Gloucester resident Dorinda Woodcock worked at the hospital for 49 years, moving with it from its original Newport News location to Denbigh in the early 1980s. She recalled how the hospital almost closed twice during its history in Hampton Roads.

“This was my home for 49 years,” Woodcock said. “The people who work here make this a special place of healing.”

Hampton resident Debbie Maples worked at the hospital for more than 25 years. She and Woodcock have attended a few of the hospital’s birthday celebrations. Both said they come back to honor an employer that treated them well.

“Being a faith-based hospital really makes this place different from other hospitals,” Maples said. “People really got a kick out of the nuns making the rounds.”

In 1996, the hospital became part of the Bon Secours Health System, the fourth largest and Virginia’s only faith-based hospital system. The nonprofit Catholic organization employs almost 12,500 people statewide, according to a news release.

During Monday’s celebration, many hospital staff members stopped by to have a Bernardine Franciscan bless their hands and work.

“We want our community to be healthy and plan to be around many, many more years to make it happen,” Stephenson said.
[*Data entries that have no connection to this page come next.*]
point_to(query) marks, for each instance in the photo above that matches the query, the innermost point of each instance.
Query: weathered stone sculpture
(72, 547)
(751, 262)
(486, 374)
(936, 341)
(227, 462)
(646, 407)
Canty can be reached by phone at 757-247-4832.

Some Bon Secours Mary Immaculate Hospital firsts in the community:

In 1952, the hospital integrated patient rooms.

In 1971, the hospital offered natural childbirth classes and allow fathers in the delivery room.

In 1973, the hospital introduced kidney dialysis services.

In 1980, the hospital offered private rooms.

In 1988, the ear, nose and throat physicians offered computerized digital hearing aids.

In 1990, those same physicians offered bone-anchored hearing aids.

In 2006, orthopedic surgeons at Bon Secours Mary Immaculate performed the region’s first Jiffy Hip procedures, using an anterior approach to hip replacements.

In 2012, orthopedic surgeons introduced another first, using a robotic surgical system to perform knee replacements.